Ryan Sluggett, TrépanierBaer Gallery
TrépanierBaer Gallery (Calgary)
Describe your studio/place of work. What is important to you about your workspace?
My studio is more in the form of an exhibition space than a workspace, which works for me because I have more difficulty stepping away from the work then getting into it. I'm lucky to have found a studio with lots of natural light. Too much light really. In LA it is bright always.
How would you describe your practice?
How has your practice evolved over time?
I can describe the change simply in terms of material. Over the last 15 years I've moved from canvas to polyester to vinyl to mesh and now to cold-pressed steel as the grounds for my paintings. This is the heaviest material I've investigated.
The new work looks light but is actually quite heavy, which synchs up with my sensibility.
What works can we expect to see at Art Toronto 2018?
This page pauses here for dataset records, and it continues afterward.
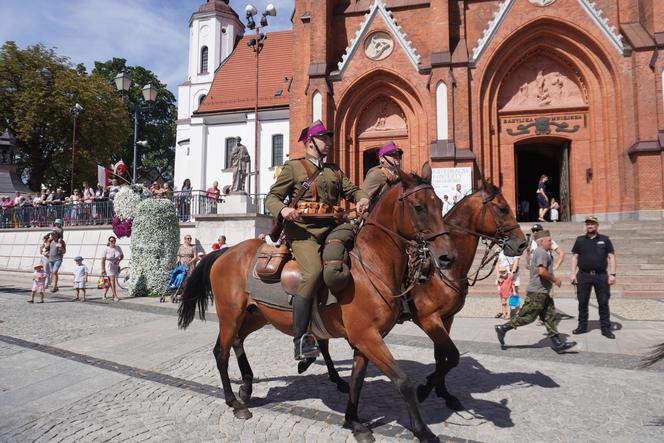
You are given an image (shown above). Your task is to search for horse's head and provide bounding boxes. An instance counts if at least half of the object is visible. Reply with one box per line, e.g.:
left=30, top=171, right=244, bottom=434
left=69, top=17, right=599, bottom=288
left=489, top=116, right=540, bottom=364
left=446, top=182, right=527, bottom=256
left=382, top=162, right=455, bottom=268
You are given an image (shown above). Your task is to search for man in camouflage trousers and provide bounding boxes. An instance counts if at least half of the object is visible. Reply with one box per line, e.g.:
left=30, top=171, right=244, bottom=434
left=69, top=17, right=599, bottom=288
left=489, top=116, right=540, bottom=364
left=495, top=230, right=576, bottom=354
left=265, top=121, right=369, bottom=360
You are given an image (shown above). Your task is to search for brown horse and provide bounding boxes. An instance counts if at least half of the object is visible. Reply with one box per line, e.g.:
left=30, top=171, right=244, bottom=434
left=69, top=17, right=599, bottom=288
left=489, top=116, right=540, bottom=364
left=178, top=164, right=456, bottom=441
left=410, top=183, right=527, bottom=411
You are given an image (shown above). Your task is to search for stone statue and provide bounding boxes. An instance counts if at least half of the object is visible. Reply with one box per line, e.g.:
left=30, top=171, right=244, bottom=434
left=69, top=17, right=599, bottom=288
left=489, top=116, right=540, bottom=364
left=231, top=137, right=251, bottom=192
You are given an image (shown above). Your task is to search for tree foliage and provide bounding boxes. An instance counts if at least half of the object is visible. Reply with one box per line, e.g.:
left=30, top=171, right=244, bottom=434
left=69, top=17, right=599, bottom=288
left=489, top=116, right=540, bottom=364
left=0, top=42, right=131, bottom=190
left=92, top=58, right=177, bottom=179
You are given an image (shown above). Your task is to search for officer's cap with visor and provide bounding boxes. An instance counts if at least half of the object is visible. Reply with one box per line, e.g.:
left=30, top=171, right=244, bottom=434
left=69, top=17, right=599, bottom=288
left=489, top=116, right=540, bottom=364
left=378, top=142, right=403, bottom=157
left=530, top=223, right=544, bottom=232
left=297, top=120, right=332, bottom=143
A new group of paintings on steel of medium scale. They represent my continued effort at uniting idea and form, contestations and mark-making, delivered through the lens of political caricature and digital experimentalism. The work uses text, but in a way that the line is integrated with the rest of the work, the writing is mostly disguised as drawing. The work is gauged metal, a lot of physical grinding is deployed to create relief. Spatial shifts are almost literal. I try to make some pointed use of the suggestiveness of color
What do you want people to take away from your work?
If the work is any good at all then it is unreliable at giving pat answers. I prefer pictures in the form of questions, which might explain the heavy inclusion of punctuation like question marks in this body of work. I've tried to let the struggle remain visible, to build that time into the work. I want people to walk away with the feeling of having taken in a complete picture, something cinematic. A hallucination would be ideal.